Через пару минут Хонор увидела, как мимо проехала повозка Томаса. Она стояла у окна, прижимая к себе Камфет. Девочка притихла и протянула руку вперед, словно пытаясь потрогать ночь. В последнее время она уже не молотила руками, ее движения стали более осмысленными.
Белл вернулась в магазин.
— Все в порядке. Я сейчас приготовлю ужин.
Заметив, что Хонор хочет что-то сказать, поспешно добавила:
— Лучше не спрашивай. Если ты ничего не знаешь, тебе нечего будет сказать Доновану, когда он вернется. А он точно вернется. — Она говорила так, словно Хонор знала, что происходит. Она знала, да. Но не позволяла себе даже задумываться об этом. Есть вещи, которые должны оставаться в тайне.
* * *Но сохранить тайну не получилось. Когда Хонор с Белл ужинали в кухне, а Камфет спала в колыбельке, стоявшей у стола, вдруг раздалось детское хныканье. Это точно была не Камфет — Хонор так привыкла к голосу дочери, что даже не заглянула в колыбель.

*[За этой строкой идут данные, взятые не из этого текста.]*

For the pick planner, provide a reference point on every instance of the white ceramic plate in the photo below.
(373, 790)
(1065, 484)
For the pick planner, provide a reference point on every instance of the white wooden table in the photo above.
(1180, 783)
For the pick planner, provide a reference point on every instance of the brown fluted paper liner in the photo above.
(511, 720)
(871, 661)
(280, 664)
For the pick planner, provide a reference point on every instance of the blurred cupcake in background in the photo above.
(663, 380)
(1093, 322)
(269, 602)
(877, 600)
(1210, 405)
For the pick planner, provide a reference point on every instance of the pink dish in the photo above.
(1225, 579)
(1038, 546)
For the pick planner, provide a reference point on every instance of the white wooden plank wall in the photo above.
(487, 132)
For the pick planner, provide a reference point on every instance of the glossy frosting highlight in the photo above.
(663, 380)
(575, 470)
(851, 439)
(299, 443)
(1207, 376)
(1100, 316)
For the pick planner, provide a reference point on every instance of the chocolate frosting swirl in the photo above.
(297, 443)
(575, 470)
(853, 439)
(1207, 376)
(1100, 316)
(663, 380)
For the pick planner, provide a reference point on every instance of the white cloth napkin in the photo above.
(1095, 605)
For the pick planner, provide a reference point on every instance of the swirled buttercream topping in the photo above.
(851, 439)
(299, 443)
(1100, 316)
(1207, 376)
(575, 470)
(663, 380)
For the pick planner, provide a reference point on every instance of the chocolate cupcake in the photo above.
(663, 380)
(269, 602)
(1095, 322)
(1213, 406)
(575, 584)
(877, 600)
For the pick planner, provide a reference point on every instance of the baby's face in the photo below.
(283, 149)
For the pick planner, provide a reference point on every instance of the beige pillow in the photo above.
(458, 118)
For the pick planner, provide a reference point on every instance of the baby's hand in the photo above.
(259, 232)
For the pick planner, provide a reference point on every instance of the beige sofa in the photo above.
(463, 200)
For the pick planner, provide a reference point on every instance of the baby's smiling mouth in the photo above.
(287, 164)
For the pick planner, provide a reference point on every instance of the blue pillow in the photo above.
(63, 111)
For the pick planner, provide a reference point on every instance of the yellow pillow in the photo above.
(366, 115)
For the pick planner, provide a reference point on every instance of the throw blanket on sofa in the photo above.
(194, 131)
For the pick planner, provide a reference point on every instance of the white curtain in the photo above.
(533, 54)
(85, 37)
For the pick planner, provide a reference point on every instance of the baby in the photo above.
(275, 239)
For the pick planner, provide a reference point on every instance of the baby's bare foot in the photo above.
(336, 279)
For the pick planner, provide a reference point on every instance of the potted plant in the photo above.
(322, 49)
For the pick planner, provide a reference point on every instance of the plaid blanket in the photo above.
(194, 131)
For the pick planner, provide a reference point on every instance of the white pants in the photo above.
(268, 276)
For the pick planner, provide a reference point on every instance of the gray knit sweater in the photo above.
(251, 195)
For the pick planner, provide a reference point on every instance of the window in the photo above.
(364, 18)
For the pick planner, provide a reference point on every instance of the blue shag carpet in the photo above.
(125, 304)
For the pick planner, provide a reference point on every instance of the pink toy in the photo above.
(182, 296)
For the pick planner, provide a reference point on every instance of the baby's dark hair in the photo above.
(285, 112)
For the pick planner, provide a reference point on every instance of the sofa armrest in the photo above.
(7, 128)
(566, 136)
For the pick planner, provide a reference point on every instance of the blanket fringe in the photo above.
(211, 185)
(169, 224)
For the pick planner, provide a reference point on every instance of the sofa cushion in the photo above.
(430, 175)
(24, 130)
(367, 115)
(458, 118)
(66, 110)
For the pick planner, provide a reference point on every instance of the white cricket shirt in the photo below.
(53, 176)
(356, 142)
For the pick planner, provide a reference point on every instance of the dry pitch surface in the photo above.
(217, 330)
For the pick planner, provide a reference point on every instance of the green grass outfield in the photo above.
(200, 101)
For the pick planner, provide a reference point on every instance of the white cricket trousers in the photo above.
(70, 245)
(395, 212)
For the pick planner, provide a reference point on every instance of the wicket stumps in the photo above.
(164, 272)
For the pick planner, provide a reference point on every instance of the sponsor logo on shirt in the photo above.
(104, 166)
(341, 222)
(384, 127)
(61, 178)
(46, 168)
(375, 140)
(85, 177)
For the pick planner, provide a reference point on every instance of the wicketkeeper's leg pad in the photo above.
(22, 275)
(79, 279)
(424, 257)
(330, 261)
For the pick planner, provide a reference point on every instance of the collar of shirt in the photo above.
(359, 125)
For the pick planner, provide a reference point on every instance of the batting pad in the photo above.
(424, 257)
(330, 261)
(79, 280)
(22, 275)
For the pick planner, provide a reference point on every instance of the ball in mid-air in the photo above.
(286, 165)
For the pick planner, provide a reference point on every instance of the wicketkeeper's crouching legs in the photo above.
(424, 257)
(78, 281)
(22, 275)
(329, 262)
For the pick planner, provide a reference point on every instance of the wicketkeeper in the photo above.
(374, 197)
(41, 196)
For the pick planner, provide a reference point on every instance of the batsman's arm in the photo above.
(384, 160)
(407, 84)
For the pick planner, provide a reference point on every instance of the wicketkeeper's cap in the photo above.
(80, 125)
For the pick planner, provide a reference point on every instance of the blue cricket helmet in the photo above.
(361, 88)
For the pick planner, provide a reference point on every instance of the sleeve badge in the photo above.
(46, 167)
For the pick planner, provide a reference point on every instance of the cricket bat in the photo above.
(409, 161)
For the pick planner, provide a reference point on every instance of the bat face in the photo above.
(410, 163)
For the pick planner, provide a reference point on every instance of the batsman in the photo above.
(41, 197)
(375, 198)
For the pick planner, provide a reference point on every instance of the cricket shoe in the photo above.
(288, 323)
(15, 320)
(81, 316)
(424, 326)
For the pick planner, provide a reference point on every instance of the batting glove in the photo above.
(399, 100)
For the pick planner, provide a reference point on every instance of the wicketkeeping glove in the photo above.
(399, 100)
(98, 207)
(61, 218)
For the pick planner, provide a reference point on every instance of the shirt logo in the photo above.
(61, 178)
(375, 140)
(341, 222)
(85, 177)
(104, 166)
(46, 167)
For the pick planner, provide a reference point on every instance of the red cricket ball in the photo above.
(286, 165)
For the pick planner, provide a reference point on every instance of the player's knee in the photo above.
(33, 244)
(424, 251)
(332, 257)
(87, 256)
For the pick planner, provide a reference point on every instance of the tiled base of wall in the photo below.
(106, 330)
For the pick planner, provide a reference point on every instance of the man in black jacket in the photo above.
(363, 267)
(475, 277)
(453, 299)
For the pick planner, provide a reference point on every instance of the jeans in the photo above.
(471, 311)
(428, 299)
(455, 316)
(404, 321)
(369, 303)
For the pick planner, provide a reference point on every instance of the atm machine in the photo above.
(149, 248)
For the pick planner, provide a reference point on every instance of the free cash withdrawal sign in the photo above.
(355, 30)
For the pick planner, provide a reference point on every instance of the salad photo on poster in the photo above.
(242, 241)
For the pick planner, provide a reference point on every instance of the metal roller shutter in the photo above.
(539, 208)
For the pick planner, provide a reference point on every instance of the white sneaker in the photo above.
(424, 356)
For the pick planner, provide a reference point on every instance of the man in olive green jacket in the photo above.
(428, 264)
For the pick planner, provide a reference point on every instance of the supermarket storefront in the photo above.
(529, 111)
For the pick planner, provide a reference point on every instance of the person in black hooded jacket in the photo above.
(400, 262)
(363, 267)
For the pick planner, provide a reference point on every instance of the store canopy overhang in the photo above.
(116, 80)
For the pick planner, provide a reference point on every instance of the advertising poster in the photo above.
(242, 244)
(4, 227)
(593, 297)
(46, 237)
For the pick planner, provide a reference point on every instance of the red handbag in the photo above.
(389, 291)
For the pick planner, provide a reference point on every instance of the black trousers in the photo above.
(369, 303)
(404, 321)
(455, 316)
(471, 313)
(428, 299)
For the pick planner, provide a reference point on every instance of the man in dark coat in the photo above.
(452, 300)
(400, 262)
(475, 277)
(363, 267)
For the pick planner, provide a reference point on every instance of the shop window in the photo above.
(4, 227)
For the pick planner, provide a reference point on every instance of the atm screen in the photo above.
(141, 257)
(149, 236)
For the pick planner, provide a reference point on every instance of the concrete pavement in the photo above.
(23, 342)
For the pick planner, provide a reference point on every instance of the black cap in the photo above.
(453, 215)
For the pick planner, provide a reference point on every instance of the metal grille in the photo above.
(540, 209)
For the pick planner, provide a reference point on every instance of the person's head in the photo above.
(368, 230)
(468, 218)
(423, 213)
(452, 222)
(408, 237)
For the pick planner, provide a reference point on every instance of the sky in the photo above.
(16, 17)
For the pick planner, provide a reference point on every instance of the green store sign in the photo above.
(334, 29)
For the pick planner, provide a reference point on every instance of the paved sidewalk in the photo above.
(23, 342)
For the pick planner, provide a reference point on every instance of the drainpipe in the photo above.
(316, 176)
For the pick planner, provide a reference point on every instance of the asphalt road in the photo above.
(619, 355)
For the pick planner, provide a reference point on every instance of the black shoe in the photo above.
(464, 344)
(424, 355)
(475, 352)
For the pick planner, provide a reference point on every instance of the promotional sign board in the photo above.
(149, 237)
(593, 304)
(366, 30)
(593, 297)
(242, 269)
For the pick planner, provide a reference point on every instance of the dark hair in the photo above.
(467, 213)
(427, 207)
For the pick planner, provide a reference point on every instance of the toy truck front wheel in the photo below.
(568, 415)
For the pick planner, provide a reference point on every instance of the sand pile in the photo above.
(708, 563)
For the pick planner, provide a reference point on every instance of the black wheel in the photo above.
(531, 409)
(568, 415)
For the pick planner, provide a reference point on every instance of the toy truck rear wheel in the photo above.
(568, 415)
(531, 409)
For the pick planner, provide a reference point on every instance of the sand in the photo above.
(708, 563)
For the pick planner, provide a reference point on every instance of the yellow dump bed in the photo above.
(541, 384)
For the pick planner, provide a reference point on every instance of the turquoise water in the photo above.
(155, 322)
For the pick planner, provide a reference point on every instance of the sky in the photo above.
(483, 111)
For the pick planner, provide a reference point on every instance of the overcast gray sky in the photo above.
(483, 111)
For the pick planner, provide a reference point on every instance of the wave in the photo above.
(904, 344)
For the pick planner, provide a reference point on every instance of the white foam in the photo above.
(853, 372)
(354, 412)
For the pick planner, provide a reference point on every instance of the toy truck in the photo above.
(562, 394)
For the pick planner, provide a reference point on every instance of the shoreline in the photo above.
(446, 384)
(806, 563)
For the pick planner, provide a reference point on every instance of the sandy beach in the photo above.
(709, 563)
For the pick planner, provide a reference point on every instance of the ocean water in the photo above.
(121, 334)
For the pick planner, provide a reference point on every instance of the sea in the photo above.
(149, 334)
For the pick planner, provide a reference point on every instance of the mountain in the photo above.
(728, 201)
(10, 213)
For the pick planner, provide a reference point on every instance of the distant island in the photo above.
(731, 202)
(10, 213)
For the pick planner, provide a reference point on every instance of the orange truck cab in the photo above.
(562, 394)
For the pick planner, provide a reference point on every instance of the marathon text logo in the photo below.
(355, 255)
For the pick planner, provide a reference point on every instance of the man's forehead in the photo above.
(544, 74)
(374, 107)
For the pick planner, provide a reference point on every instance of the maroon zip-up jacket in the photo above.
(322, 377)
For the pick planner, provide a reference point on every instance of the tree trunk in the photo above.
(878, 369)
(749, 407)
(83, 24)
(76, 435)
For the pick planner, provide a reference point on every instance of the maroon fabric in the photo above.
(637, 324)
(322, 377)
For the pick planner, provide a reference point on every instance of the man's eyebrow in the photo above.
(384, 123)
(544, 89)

Она замерла, прекратив резать мясо у себя на тарелке, и прислушалась. Белл отложила приборы и поднялась, отодвинув стул, так что под ним скрипнули деревянные половицы.
— Хочу чаю, — произнесла она. — Англичане всегда пьют чай, да? Поставлю чайник. — Белл налила в чайник воды из кувшина. — Хоть какое-то разнообразие от кофе и виски? — Она с грохотом опустила чайник на плиту. — Хотя ты же не пьешь спиртное. Ни виски, ни пива, вообще ничего. Бедные квакеры.
Но как бы старательно ни шумела Белл, Хонор все равно услышала еще один всхлип, а потом — тихий женский голос. Это был голос матери, пытающейся успокоить ребенка. Теперь, когда Хонор сама стала матерью, она хорошо различала интонации материнского голоса.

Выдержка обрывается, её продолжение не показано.